25.04.2018 21:04 von UWG (0 Kommentare)

Der Streit um die Kinderbetreuung

Der Stachel der Abwahl sitzt offenbar tief. Anders ist kaum zu erklären, dass Jutta Klaus die politische Auseinandersetzung um Kita-Plätze und die (völlig unbestrittene) Initiative ihrer Fraktion in ein persönliches Scharmützel mit dem SPD-Fraktionschef Jan-Oskar Höffmann verwandeltt.

Natürlich ist es üblich und normal, dass Anträge in der Ratsarbeit abgewandelt, umformuliert und mitunter trotzdem abgelehnt werden.  Der Bürgermeister hat also völlig Recht: Es gibt kein Urheberrecht auf Anträge.

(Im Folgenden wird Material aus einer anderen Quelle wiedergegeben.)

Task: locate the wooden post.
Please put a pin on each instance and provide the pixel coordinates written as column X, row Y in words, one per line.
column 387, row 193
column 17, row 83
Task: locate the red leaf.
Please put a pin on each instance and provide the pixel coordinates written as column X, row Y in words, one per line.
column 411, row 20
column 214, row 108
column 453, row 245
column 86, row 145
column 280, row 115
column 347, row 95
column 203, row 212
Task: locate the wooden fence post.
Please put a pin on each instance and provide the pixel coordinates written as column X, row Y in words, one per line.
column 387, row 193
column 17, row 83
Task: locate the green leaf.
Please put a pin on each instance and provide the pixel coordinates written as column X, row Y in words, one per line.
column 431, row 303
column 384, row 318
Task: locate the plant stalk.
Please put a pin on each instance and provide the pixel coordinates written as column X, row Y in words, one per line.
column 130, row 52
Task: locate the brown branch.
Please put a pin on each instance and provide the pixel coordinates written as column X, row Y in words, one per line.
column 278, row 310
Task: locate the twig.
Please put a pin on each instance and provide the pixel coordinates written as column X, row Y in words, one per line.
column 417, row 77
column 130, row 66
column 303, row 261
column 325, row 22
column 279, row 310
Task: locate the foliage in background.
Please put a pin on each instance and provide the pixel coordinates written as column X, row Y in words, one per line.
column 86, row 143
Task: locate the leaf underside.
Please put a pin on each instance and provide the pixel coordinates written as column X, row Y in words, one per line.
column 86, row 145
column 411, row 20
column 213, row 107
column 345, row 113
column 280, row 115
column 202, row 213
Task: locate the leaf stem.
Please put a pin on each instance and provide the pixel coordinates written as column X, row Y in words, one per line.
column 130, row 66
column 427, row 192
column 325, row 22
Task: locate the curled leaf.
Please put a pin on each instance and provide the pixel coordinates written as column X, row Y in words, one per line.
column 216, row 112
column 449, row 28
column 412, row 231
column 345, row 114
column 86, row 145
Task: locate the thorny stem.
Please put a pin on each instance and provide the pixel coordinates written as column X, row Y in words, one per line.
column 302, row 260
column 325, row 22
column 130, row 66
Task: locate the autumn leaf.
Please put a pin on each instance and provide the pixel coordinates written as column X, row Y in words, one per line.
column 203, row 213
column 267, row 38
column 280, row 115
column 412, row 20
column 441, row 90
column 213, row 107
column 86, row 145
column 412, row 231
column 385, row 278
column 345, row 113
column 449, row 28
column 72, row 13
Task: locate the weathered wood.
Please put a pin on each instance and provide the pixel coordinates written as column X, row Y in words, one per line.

Worum es eigentlich geht, ist doch: Haben die Mehrheitsparteien fahrlässig den Badarf und die Eilbedürftigkeit unterschätzt? CDU und SPD müssen sich fragen lassen, ob eine Bedarfsumfrage, die das Angebot um ein Jahr  verzögert, wirklich derart aussagekräftig ist, dass Eltern, die's brauchen, so lange warten müssden. Zweifel sind erlaubt, zumal wenn der Bürgermeister jetzt einräumt, dass Eile geboten ist. Den Streit zu personalisieren, fördert diese dringende Debatte kaum.